Nous ne sommes pas qu'un colon, un sigmoide, une ulcération. Maintenant que j'ai soigné mes maux seule, je veux partager avec vous mon combat, mes convictions qui peut être vous semblent mensongères, tirés par les cheveux et or rapport avec Crohn. Ma vérité/ma vision des choses peut vous effrayer mais elle est née d'une expérience concrète sur mon propre corps, mon tube digestif. J'ai été ma propre souris de laboratoire pendant des mois et j'ai plus appris sur moi pendant cette phase de rééquilibrage que pendant toutes les années qui ont précédées. Comme beaucoup, je contractais en moyenne une grippe et une gastro par an, 2 à 6 gros rhume par hiver et 1 à 2 semaines de mal de gorge par trimestre. Je savais que j'allais passer au moins une fois entre Décembre et Mars par un sale épisode de fièvre, de courbatures, de vomissements et de diarrhées. 5 jours au lit sous antibio sans pouvoir bouger. C'était l'histoire de quelques moments difficiles bien loin de ce que Crohn allait me faire vivre ensuite. Je considérais ces passages à plat tout à fait normaux presque obligatoires. Sauf que je n'ai pas eu de grippe, de gastro ou de rhume depuis bientôt 6 ans. Je ne sais plus ce que c'est d'avoir la goutte au nez, la gorge en feu, la douleur quand on déglutit. Je ne sais plus non plus ce que c'est que de me shooter au Dolirhume, à l'Advil ou au Fervex. Je n'ai pas pris de médicaments depuis des années. Je n'ai même pas pris conscience de ne plus aller en pharmacie dès que quelque chose n'allait pas. Cela s'est fait complètement naturellement, l'alimentation est réellement devenue mon bouclier, mon allié bien être. Je me sens en meilleure santé aujourd'hui qu'avant même la maladie. Les plantes, les épices, les jus pressés à froid, les légumes, les fruits etc sont là pour prévenir mes baisses de régimes. Paradoxalement je préviens la maladie avec l'alimentation avant qu'elle n'arrive tandis que les comprimés que j'avalais "agissaient" toujours après que le mal ne soit installé. Je m'égare un peu sur les affections qui ne concernent pas directement nos colons malmenés mais si j'en parle c'est parce que j'ai compris qu'il s'agisse d'un rhume d'une bronchite ou d'une gastro, on parle toujours d'inflammation. Ex bronchite = inflammation des bronches / Crohn = inflammation de la muqueuse intestinale. Cette inflammation qui nous ronge est, j'ai l'impression, à l'origine de toutes nos souffrances...

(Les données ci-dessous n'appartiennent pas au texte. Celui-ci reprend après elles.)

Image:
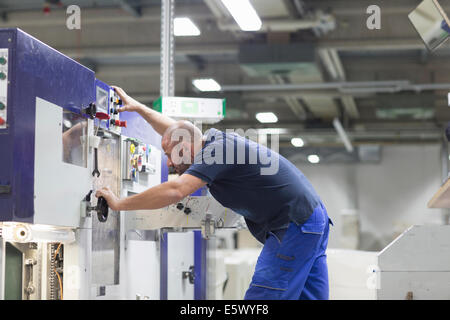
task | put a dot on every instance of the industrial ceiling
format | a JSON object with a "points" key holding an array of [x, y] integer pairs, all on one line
{"points": [[313, 61]]}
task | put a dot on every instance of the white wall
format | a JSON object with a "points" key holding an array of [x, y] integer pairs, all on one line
{"points": [[389, 196]]}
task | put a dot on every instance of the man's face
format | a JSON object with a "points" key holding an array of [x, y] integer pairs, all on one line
{"points": [[179, 155]]}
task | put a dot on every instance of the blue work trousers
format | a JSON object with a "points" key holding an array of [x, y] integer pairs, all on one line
{"points": [[293, 265]]}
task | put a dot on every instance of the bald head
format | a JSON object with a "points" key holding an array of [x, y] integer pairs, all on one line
{"points": [[181, 141]]}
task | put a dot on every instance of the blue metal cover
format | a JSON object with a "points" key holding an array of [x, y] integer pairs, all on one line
{"points": [[35, 70]]}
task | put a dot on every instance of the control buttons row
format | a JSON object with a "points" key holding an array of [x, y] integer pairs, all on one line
{"points": [[119, 123]]}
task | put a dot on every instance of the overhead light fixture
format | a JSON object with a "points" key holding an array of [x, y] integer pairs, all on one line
{"points": [[244, 14], [297, 142], [313, 158], [206, 85], [266, 117], [184, 27], [343, 135]]}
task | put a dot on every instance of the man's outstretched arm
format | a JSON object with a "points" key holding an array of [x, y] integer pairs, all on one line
{"points": [[154, 198], [158, 121]]}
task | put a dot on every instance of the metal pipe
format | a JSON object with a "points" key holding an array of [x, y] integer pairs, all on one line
{"points": [[167, 80], [343, 135]]}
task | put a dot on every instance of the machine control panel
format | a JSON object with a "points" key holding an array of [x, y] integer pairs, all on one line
{"points": [[108, 104], [3, 88]]}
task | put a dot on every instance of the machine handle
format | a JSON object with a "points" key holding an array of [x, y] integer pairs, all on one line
{"points": [[102, 209], [189, 274]]}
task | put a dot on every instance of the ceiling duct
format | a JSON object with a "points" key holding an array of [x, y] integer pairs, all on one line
{"points": [[265, 60]]}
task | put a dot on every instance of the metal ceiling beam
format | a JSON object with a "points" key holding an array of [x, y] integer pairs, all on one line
{"points": [[134, 11], [214, 48], [98, 15]]}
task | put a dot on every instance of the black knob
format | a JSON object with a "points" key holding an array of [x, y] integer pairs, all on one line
{"points": [[102, 209]]}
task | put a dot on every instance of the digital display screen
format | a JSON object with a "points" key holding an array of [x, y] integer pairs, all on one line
{"points": [[189, 107], [102, 100]]}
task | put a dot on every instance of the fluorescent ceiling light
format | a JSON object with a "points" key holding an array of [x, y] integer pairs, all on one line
{"points": [[184, 27], [313, 158], [206, 85], [266, 117], [244, 14], [297, 142]]}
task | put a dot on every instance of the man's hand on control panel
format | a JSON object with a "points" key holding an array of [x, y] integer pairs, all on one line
{"points": [[158, 121]]}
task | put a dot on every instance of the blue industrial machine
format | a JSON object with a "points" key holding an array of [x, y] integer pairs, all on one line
{"points": [[62, 138], [32, 72]]}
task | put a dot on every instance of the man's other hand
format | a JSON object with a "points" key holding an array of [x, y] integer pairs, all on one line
{"points": [[128, 103], [113, 201]]}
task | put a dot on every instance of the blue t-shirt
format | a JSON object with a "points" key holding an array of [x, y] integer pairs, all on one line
{"points": [[255, 182]]}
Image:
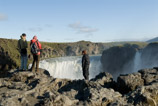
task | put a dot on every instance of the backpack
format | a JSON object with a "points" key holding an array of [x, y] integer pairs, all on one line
{"points": [[34, 48]]}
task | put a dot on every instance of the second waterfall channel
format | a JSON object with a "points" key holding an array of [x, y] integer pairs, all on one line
{"points": [[70, 67]]}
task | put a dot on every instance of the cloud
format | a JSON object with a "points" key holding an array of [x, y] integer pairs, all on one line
{"points": [[48, 25], [37, 29], [82, 29], [3, 17]]}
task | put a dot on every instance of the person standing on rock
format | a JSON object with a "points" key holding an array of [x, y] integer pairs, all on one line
{"points": [[22, 47], [85, 64], [35, 50]]}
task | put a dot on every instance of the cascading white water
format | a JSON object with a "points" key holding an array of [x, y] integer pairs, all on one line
{"points": [[70, 67]]}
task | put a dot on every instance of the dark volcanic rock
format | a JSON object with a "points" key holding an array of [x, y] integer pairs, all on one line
{"points": [[105, 79], [129, 82], [149, 75], [25, 88], [144, 96], [149, 57]]}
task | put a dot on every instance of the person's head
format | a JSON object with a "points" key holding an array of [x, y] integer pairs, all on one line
{"points": [[84, 52], [35, 37], [23, 36]]}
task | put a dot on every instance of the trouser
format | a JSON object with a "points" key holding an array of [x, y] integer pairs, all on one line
{"points": [[86, 72], [36, 59], [23, 61]]}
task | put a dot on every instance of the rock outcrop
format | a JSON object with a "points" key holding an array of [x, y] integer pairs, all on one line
{"points": [[25, 88]]}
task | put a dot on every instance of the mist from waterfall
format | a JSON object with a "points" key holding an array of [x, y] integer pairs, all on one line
{"points": [[70, 67]]}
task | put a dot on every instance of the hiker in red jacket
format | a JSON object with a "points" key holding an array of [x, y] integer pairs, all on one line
{"points": [[35, 50]]}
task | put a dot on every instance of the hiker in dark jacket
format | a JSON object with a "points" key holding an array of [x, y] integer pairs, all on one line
{"points": [[36, 54], [85, 64], [22, 47]]}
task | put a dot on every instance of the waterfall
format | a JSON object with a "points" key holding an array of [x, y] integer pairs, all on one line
{"points": [[70, 67]]}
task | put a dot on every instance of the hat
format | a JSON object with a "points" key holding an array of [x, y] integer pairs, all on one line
{"points": [[35, 37], [23, 34]]}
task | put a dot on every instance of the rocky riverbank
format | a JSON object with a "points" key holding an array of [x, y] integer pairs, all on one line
{"points": [[40, 89]]}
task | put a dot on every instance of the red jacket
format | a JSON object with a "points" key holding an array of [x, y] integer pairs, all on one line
{"points": [[39, 44]]}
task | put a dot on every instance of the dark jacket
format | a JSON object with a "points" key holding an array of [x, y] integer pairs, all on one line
{"points": [[85, 61]]}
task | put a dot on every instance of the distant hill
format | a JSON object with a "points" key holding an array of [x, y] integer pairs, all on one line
{"points": [[153, 40]]}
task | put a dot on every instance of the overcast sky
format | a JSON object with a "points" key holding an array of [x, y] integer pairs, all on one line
{"points": [[75, 20]]}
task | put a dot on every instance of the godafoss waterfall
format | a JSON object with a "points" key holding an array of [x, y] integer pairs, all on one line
{"points": [[70, 67]]}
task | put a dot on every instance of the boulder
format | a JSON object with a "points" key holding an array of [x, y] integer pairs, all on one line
{"points": [[144, 96], [129, 82], [149, 75], [104, 79]]}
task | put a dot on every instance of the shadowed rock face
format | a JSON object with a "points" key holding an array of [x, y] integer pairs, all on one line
{"points": [[150, 55], [116, 58], [40, 89]]}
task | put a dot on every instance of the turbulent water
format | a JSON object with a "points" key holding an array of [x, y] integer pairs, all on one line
{"points": [[70, 67]]}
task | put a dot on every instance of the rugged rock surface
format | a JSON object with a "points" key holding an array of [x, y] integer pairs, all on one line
{"points": [[149, 55], [130, 82], [40, 89]]}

  • Le tabou autour de la guérison du Crohn :

Bien sûr, on me pose toujours cette question fatidique : Mais du coup Est-ce que si tu re manges normalement tu as re mal ? Tu es re malade ? C'est une question à laquelle il est difficile de répondre parce que celle-ci n'est pas bien comprise par mon entourage. Ce que mes amis appellent re manger normalement, avoir un mode de vie normal/comme tout le monde, ça veut dire re manger des pizzas surgelés, des chips, du surimi, des sodas, du gras, du sucre etc etc. Sauf que pour moi ce qui était normal ne l'est plus.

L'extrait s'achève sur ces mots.